Dynamic Construction of Outlier Detector Ensembles with Bisecting K-means Clustering
Yassine, Inas A.
Wahed, Manal Abdel
Madete, June K.
MetadataAfficher la notice complète
Outlier detection (OD) is a key problem, for which numerous solutions have been proposed. To deal with the difficulties associated with outlier detection across various domains and data characteristics, ensembles of outlier detectors have recently been employed to improve the performance of individual outlier detectors. In this paper, we follow an ensemble outlier detection approach in which good outlier detectors are selected through an enhanced clustering-based dynamic selection (CBDS) method.

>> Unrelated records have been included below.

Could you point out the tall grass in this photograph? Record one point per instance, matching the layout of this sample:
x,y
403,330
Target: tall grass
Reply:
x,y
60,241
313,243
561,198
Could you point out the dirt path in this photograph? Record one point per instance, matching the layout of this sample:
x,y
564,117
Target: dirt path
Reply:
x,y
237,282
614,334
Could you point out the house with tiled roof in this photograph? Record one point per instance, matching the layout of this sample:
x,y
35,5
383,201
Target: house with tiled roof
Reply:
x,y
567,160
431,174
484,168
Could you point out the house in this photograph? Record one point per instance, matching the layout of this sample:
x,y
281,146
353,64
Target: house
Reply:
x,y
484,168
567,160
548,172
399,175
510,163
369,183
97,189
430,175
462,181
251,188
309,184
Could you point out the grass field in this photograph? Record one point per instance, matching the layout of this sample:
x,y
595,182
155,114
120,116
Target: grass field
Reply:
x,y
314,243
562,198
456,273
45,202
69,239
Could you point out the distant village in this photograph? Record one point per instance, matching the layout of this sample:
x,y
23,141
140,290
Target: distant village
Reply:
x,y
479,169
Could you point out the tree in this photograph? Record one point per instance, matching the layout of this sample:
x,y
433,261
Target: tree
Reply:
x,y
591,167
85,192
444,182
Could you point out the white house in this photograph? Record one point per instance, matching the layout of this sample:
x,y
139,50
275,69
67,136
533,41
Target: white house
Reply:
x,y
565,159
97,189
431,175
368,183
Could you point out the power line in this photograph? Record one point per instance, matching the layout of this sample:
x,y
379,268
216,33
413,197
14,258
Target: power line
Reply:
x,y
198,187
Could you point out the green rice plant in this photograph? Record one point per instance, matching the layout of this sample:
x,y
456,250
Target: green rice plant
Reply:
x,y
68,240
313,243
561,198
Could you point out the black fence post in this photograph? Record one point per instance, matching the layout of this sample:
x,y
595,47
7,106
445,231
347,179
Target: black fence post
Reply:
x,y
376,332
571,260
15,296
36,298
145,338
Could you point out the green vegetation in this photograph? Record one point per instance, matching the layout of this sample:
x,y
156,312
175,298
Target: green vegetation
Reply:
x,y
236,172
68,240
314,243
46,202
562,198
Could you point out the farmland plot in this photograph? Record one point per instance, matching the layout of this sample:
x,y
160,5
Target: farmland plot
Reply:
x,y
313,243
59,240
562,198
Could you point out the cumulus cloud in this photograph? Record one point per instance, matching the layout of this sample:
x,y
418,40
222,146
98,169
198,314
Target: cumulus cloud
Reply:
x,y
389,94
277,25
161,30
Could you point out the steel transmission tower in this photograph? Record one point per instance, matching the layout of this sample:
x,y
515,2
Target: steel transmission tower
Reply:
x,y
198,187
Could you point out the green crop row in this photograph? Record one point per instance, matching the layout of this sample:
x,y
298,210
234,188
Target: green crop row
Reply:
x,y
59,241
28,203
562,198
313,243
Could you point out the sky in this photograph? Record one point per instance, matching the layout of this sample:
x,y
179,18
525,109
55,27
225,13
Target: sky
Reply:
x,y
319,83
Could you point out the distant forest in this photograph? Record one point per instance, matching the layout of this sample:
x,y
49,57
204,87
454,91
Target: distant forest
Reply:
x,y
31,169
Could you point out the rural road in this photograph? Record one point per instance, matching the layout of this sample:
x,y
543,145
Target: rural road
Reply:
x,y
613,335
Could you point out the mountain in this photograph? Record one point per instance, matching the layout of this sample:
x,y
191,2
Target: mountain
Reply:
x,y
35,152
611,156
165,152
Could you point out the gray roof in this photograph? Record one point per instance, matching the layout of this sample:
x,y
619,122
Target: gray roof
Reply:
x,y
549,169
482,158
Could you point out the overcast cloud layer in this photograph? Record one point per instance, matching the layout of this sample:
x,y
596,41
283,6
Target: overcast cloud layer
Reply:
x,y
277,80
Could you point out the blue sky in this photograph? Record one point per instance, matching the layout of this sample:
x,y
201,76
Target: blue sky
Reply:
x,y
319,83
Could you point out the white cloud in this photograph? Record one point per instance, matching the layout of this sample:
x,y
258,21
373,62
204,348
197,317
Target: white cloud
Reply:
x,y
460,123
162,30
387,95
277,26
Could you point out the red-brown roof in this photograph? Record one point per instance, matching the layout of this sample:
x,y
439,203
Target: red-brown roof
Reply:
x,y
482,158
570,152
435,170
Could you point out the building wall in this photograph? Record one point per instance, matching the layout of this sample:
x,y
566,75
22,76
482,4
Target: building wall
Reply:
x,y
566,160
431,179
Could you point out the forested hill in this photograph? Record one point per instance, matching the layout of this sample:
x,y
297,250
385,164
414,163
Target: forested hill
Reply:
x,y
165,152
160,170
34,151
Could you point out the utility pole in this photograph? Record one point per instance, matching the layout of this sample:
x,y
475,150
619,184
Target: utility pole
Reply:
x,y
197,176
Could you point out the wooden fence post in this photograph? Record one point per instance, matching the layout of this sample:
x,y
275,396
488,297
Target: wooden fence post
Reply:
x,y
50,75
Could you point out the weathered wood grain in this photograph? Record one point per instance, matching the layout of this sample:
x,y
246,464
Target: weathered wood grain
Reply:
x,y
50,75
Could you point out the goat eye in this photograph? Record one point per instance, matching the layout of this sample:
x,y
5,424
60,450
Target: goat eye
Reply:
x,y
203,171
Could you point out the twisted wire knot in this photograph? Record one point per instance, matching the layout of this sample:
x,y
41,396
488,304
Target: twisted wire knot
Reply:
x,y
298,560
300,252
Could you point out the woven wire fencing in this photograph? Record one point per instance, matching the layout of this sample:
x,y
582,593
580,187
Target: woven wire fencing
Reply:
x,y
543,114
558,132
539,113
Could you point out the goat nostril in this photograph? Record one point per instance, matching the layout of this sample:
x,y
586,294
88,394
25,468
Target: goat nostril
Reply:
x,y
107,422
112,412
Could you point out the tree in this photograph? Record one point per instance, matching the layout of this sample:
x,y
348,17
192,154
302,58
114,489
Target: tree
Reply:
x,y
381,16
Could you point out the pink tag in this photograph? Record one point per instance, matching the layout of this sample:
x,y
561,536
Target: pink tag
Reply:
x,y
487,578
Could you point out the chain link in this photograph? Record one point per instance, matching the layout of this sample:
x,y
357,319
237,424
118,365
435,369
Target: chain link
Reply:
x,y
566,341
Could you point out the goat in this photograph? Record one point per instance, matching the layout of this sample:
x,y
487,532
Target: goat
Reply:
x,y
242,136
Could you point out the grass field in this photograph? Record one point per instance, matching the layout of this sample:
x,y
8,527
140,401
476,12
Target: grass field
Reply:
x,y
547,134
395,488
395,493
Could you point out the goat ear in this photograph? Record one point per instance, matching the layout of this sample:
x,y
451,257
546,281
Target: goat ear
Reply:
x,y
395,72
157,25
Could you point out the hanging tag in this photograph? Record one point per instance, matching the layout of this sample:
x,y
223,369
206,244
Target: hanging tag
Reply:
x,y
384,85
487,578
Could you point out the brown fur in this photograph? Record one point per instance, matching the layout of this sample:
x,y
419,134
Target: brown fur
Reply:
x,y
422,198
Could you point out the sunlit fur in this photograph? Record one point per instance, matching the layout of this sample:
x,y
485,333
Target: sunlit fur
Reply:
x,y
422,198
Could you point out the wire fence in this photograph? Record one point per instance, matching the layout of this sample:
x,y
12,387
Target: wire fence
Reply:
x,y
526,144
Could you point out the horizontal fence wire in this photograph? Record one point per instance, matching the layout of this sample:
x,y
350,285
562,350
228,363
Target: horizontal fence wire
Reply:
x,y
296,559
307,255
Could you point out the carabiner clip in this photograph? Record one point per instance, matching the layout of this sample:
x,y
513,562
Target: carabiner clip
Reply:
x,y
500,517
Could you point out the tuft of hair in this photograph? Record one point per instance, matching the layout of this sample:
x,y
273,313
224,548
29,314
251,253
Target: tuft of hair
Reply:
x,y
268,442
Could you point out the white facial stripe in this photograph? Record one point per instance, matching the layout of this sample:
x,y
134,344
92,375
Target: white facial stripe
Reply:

In this method, a bisecting K-means clustering algorithm is employed to partition the input data into clusters where every cluster defines a local region of competence. Among the initial pool of detectors, the outputs of the detectors with the most competent local performance were combined through four possible schemes to produce the final OD results. Experimental evaluation and comparison of our method were carried out against four variants of locally selective combination in parallel (LSCP) outlier ensembles. The CBDS-based schemes compare well with the LSCP-based ones on 16 public benchmark datasets and incur considerably lower computational costs. The CBDS method consistently achieved superior average scores of the area under the curve (AUC) of the receiver operating characteristic (ROC), and particularly outperformed the LSCP method on nine of the 16 datasets in terms of the AUC score. In addition, while the CBDS and LSCP methods have similar computational costs on small datasets, the CBDS method achieves significant time savings compared with the LSCP method on large datasets.